Saturday’s happy couple, 37-year-old artist Guillaume and 48-year-old photo-lab manager Patrick, say they were married both as a demonstration of love and as an activist gesture so that “very soon in France two people of the same sex can get married legally”.
“We are citizens, the same as everybody else,” they commented.
Their marriage lines contain the phrase “unfortunately this document has no official character, since the law today forbids marriage between people of the same sex, but it signifies the wish of the local authority to see the law change”.
The only gay marriage so far celebrated in France, in the western town of Bègles in 2004, was annulled by the courts.

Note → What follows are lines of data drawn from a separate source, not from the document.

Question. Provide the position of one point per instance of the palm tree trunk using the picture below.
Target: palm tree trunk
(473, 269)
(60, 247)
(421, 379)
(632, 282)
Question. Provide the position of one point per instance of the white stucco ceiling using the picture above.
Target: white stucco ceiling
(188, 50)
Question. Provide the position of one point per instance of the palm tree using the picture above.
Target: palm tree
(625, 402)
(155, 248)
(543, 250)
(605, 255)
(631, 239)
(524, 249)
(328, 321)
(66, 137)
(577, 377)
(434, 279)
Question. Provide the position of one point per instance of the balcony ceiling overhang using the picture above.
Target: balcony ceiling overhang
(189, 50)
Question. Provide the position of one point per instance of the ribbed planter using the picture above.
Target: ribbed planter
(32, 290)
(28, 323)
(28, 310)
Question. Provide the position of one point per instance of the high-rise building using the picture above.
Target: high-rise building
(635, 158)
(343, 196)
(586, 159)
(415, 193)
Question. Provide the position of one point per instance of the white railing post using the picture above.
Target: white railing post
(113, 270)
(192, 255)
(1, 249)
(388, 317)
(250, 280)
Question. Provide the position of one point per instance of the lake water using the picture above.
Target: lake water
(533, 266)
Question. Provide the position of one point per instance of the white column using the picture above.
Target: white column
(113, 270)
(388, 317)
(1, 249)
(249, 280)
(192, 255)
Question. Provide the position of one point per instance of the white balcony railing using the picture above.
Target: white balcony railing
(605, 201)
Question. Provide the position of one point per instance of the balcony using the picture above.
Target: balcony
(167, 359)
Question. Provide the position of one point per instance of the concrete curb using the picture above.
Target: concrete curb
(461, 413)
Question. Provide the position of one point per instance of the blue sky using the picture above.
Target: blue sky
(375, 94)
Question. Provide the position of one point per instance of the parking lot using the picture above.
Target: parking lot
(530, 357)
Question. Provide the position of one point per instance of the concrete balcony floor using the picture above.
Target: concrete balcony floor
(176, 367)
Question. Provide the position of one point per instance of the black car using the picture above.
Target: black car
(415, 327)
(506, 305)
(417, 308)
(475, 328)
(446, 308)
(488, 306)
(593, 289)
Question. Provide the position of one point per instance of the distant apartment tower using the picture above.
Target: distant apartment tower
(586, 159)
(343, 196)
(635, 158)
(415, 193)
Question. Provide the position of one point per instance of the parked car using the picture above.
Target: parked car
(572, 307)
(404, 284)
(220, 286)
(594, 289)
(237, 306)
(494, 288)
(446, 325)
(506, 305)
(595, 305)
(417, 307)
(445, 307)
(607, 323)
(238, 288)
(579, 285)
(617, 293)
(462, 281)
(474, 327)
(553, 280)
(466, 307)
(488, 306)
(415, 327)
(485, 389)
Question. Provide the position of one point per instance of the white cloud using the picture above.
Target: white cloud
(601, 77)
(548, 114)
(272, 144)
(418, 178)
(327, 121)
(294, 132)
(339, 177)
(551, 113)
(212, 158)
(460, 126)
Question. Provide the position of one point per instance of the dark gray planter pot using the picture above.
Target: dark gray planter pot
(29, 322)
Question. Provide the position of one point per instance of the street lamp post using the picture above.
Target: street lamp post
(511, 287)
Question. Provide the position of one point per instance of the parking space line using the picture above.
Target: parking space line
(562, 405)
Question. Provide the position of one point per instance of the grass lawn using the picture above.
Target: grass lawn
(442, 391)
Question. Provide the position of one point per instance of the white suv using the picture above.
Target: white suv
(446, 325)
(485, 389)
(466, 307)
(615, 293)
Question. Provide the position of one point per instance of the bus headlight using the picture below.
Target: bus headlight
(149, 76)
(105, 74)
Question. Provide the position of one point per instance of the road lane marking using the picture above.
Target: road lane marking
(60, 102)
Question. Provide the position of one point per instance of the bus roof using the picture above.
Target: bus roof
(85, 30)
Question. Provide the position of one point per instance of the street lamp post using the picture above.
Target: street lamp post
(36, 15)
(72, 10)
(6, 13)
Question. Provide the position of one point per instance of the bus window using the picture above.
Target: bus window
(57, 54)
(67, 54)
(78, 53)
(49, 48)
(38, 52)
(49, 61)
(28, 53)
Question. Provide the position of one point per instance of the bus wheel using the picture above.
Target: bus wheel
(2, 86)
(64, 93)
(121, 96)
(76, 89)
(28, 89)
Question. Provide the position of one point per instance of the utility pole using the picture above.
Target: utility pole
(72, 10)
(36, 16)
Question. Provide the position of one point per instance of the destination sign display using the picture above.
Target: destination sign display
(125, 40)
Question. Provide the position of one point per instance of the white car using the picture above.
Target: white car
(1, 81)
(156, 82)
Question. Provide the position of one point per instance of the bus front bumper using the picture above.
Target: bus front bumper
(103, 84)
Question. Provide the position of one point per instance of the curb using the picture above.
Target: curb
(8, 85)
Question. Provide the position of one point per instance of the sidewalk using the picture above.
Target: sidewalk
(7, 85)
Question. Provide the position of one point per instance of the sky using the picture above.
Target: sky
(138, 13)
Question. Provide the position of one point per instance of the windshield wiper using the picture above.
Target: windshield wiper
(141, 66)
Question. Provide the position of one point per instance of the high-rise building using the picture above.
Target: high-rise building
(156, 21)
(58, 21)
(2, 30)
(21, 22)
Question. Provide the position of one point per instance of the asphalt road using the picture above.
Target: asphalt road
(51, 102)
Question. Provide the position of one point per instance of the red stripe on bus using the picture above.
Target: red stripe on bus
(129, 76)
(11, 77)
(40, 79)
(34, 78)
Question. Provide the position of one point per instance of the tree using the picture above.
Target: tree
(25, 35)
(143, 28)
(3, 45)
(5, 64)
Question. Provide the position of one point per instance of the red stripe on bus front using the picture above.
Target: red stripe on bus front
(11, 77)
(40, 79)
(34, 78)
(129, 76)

Although France introduced civil partnerships, known as Pacs, in 1999, the Constitutional Council this year ruled that the law defines marriage as being “the union of a man and a woman”.
But several abstained and Solidarity Minister Roselyne Bachelot, who supports a change, declared that the question would be “the debate” of the 2012 presidential election.
Spain, The Netherlands, Belgium, Sweden and Portugal do recognise gay marriage.
Families Minister Claude Greff slammed Saturday’s ceremony as an “electoralist provocation” ahead of the 2012 presidential poll, claiming that it would only make positions more rigid.